L'avantage pratique est une réduction de l'effort physique. Avec une voile plus légère, il est bien plus facile d'avancer le gréement vers le nez de la planche, rendant la manœuvre moins exigeante.
"La voile est complètement ouverte, comme un drapeau au vent. Le gréement est plus léger et demande moins d'effort pour l'avancer vers le nez de la planche."
Prise à la bôme : meilleure adhérence, plus de puissance pour le virement
L'avantage principal de la technique « prise à la bôme », explique Tom Brendt, réside dans la qualité de l'adhérence. Saisir la bôme assure une connexion bien plus ferme et sécurisée au gréement qu'une prise au mât ou à sa housse. Cette adhérence solide constitue la base d'un style de navigation plus agressif.

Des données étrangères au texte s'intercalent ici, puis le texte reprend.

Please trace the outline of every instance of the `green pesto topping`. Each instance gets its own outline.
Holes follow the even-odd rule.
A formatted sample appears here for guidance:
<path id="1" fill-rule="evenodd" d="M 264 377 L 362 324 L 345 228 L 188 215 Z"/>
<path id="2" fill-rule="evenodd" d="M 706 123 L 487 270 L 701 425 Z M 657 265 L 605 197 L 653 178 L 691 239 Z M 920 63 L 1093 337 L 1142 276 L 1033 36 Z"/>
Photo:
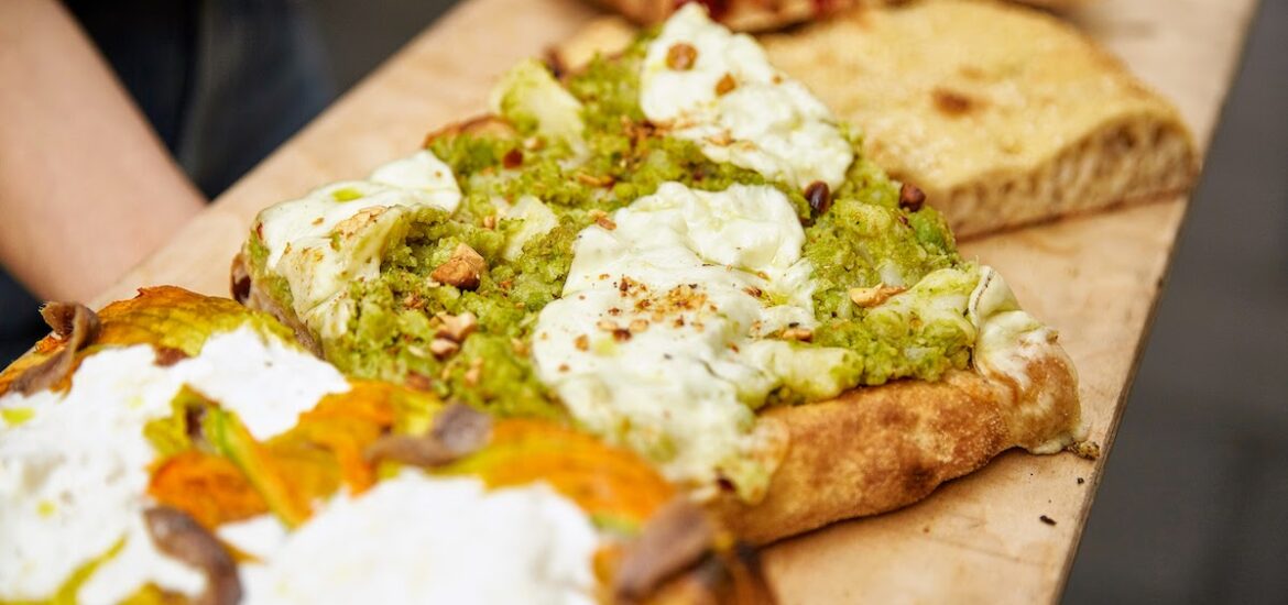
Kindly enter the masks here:
<path id="1" fill-rule="evenodd" d="M 510 134 L 429 142 L 456 175 L 461 205 L 452 216 L 419 211 L 406 238 L 385 251 L 379 278 L 350 286 L 349 330 L 323 344 L 327 358 L 357 376 L 421 385 L 498 414 L 563 416 L 537 380 L 528 349 L 537 314 L 562 292 L 573 241 L 596 212 L 679 182 L 705 191 L 775 187 L 805 225 L 802 252 L 815 272 L 819 327 L 813 340 L 791 344 L 800 377 L 769 403 L 817 400 L 903 377 L 935 380 L 966 367 L 975 335 L 963 305 L 976 272 L 958 256 L 943 218 L 929 206 L 900 207 L 899 185 L 858 153 L 855 135 L 849 138 L 857 160 L 823 212 L 811 211 L 804 192 L 786 183 L 714 162 L 696 143 L 668 136 L 644 118 L 638 102 L 647 44 L 644 37 L 620 57 L 594 59 L 564 89 L 540 64 L 524 63 L 493 97 Z M 568 111 L 578 104 L 580 124 Z M 510 218 L 501 219 L 506 212 Z M 429 278 L 460 243 L 487 263 L 475 290 Z M 263 245 L 252 238 L 249 251 L 252 265 L 263 266 Z M 940 277 L 920 283 L 931 274 Z M 283 279 L 268 277 L 267 283 L 274 297 L 290 301 Z M 878 284 L 911 290 L 871 309 L 850 300 L 851 288 Z M 944 292 L 953 309 L 927 310 Z M 478 330 L 459 350 L 435 355 L 435 317 L 464 313 L 478 317 Z"/>
<path id="2" fill-rule="evenodd" d="M 331 192 L 331 198 L 334 198 L 337 202 L 352 202 L 354 200 L 359 200 L 361 197 L 362 192 L 352 187 L 343 187 L 340 189 Z"/>

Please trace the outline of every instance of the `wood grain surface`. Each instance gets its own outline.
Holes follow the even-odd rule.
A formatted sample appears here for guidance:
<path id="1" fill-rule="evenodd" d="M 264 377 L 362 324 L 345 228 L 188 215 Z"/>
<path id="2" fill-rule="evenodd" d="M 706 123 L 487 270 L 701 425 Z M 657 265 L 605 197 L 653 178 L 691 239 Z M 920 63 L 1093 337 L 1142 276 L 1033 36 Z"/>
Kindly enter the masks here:
<path id="1" fill-rule="evenodd" d="M 1069 18 L 1173 99 L 1206 149 L 1255 9 L 1256 0 L 1104 0 Z M 227 295 L 229 260 L 256 211 L 366 175 L 410 153 L 431 127 L 479 113 L 497 75 L 595 15 L 576 0 L 462 3 L 98 302 L 160 283 Z M 1105 454 L 1185 203 L 1160 201 L 962 247 L 998 268 L 1025 308 L 1060 330 Z M 786 604 L 1056 601 L 1104 461 L 1006 453 L 916 506 L 775 544 L 766 568 Z"/>

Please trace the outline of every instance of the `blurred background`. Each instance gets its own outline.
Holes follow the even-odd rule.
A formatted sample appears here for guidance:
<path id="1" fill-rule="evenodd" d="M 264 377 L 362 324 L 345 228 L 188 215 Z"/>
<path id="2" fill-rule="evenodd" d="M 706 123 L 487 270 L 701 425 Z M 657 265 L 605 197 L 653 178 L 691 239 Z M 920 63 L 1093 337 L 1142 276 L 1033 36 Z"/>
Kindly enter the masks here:
<path id="1" fill-rule="evenodd" d="M 112 3 L 68 4 L 112 10 Z M 455 3 L 285 4 L 305 39 L 299 60 L 323 81 L 303 93 L 309 103 L 281 122 L 282 131 L 263 133 L 254 143 L 219 140 L 243 163 L 198 179 L 211 197 Z M 1065 602 L 1288 602 L 1285 40 L 1288 0 L 1264 0 L 1191 201 Z M 229 60 L 272 54 L 256 51 Z M 129 80 L 125 72 L 139 66 L 116 67 Z M 220 129 L 207 125 L 207 131 Z M 184 145 L 193 145 L 167 143 L 180 160 Z M 192 162 L 200 158 L 185 161 L 200 172 Z M 0 279 L 0 290 L 18 288 Z M 36 302 L 14 296 L 0 308 L 0 366 L 44 335 Z"/>

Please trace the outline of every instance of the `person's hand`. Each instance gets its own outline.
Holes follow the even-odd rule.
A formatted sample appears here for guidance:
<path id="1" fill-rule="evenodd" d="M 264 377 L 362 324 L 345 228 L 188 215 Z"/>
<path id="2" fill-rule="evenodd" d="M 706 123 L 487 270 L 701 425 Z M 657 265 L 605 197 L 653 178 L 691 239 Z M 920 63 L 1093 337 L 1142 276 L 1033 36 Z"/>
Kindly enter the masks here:
<path id="1" fill-rule="evenodd" d="M 89 300 L 204 202 L 59 3 L 0 1 L 0 263 Z"/>

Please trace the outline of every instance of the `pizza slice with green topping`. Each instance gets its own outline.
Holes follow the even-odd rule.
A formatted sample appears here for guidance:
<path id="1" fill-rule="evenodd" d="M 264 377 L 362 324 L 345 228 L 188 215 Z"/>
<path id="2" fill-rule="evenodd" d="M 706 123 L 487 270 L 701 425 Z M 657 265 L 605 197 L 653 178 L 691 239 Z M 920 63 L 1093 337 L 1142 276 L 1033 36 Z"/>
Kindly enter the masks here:
<path id="1" fill-rule="evenodd" d="M 1056 332 L 701 8 L 491 104 L 260 212 L 237 297 L 344 372 L 627 447 L 755 541 L 1084 438 Z"/>

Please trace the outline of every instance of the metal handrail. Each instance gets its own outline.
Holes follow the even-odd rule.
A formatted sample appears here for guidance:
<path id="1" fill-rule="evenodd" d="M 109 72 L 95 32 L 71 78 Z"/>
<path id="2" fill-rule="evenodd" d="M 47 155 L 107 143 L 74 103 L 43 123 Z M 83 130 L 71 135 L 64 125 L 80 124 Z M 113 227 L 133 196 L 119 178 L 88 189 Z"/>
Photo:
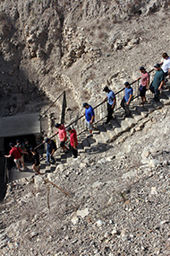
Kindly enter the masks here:
<path id="1" fill-rule="evenodd" d="M 151 69 L 150 71 L 149 71 L 148 73 L 149 74 L 149 73 L 151 73 L 153 70 L 154 70 L 154 68 Z M 130 85 L 132 85 L 133 84 L 135 84 L 136 82 L 138 82 L 140 79 L 136 79 L 136 80 L 134 80 L 133 82 L 130 83 Z M 122 93 L 123 91 L 124 91 L 124 88 L 119 90 L 119 91 L 116 92 L 115 94 L 117 95 L 117 94 L 119 94 L 120 93 Z M 136 99 L 137 97 L 138 97 L 138 96 L 134 97 L 134 99 Z M 95 106 L 95 107 L 93 108 L 93 110 L 98 108 L 99 106 L 101 106 L 101 105 L 104 104 L 104 103 L 105 103 L 105 102 L 102 102 L 98 103 L 97 106 Z M 117 110 L 120 110 L 120 109 L 121 109 L 121 107 L 117 108 L 115 110 L 114 110 L 114 112 L 117 111 Z M 69 125 L 67 125 L 67 126 L 65 127 L 65 128 L 67 128 L 68 127 L 70 127 L 70 126 L 72 126 L 72 124 L 76 123 L 78 120 L 80 120 L 80 119 L 82 119 L 83 117 L 84 117 L 84 114 L 81 115 L 81 117 L 79 117 L 78 119 L 76 119 L 74 121 L 71 122 Z M 103 117 L 100 120 L 98 120 L 98 121 L 96 122 L 95 124 L 98 123 L 99 121 L 101 121 L 101 120 L 102 120 L 103 119 L 105 119 L 105 118 L 106 118 L 106 117 Z M 85 129 L 85 130 L 87 130 L 87 129 Z M 84 132 L 85 130 L 81 131 L 80 134 L 81 134 L 81 133 Z M 79 136 L 80 134 L 78 134 L 78 136 Z M 54 134 L 52 137 L 50 137 L 49 138 L 50 138 L 50 139 L 53 138 L 55 135 L 56 135 L 56 134 L 55 133 L 55 134 Z M 43 146 L 44 144 L 45 144 L 45 142 L 39 144 L 38 146 L 37 146 L 35 147 L 35 149 L 38 148 L 39 146 Z M 60 148 L 60 147 L 57 147 L 56 149 L 58 149 L 58 148 Z"/>
<path id="2" fill-rule="evenodd" d="M 55 102 L 53 102 L 53 103 L 47 108 L 47 110 L 38 118 L 38 120 L 40 120 L 44 115 L 49 110 L 49 109 L 51 109 L 51 107 L 60 99 L 60 97 L 65 93 L 65 91 L 64 91 L 55 100 Z"/>

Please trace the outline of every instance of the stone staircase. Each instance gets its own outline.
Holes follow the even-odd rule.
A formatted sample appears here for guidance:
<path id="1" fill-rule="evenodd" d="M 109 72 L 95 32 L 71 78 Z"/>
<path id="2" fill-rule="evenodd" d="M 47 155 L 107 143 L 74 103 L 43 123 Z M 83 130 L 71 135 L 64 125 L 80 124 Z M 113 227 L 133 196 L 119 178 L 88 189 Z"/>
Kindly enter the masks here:
<path id="1" fill-rule="evenodd" d="M 98 122 L 95 126 L 92 137 L 87 137 L 88 131 L 84 131 L 81 135 L 78 136 L 78 151 L 79 154 L 85 153 L 92 153 L 95 151 L 102 152 L 105 150 L 106 145 L 115 141 L 123 133 L 128 132 L 132 128 L 135 127 L 140 120 L 145 119 L 150 112 L 157 109 L 162 108 L 164 105 L 170 104 L 170 84 L 166 84 L 167 88 L 165 89 L 160 94 L 160 102 L 156 102 L 153 100 L 152 93 L 147 93 L 147 103 L 140 106 L 138 100 L 134 100 L 131 103 L 132 116 L 128 118 L 123 117 L 123 110 L 115 112 L 115 118 L 109 124 L 104 124 L 104 120 Z M 140 100 L 140 99 L 139 99 Z M 78 156 L 79 157 L 79 156 Z M 45 161 L 41 163 L 41 172 L 52 172 L 55 169 L 58 163 L 65 163 L 72 161 L 71 153 L 60 153 L 57 150 L 55 158 L 56 160 L 55 164 L 46 166 Z"/>
<path id="2" fill-rule="evenodd" d="M 130 131 L 135 127 L 140 120 L 147 118 L 150 112 L 164 107 L 164 105 L 170 104 L 170 83 L 166 84 L 167 88 L 165 89 L 160 94 L 160 101 L 156 102 L 153 101 L 153 94 L 147 93 L 147 103 L 143 106 L 140 105 L 138 100 L 134 100 L 130 106 L 132 116 L 123 118 L 123 110 L 115 112 L 115 118 L 109 124 L 104 124 L 105 119 L 95 125 L 95 130 L 92 137 L 88 137 L 89 132 L 84 131 L 78 136 L 78 151 L 79 155 L 82 154 L 94 154 L 94 152 L 103 152 L 110 142 L 116 140 L 121 135 Z M 139 99 L 140 100 L 140 99 Z M 78 156 L 79 157 L 79 156 Z M 53 172 L 59 163 L 65 163 L 72 161 L 70 152 L 67 154 L 61 153 L 60 149 L 55 152 L 55 164 L 47 165 L 46 154 L 43 154 L 43 160 L 41 161 L 40 172 L 42 174 Z M 31 171 L 31 166 L 27 166 L 28 173 L 19 172 L 17 173 L 17 179 L 24 178 L 34 174 Z M 14 175 L 15 176 L 15 175 Z M 16 180 L 16 179 L 15 179 Z"/>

Cette prise supérieure se traduit directement par une manipulation de voile plus dynamique et puissante. Elle permet au véliplanchiste de tirer énergiquement la voile vers le nez de la planche. C'est pourquoi Brendt recommande cette technique à ceux qui cherchent à maximiser performance et contrôle.
"Lorsque vous tenez la bôme, votre prise est bien meilleure, plus ferme, vous pouvez ainsi tirer et manier la voile de façon plus dynamique et puissante vers le nez de la planche."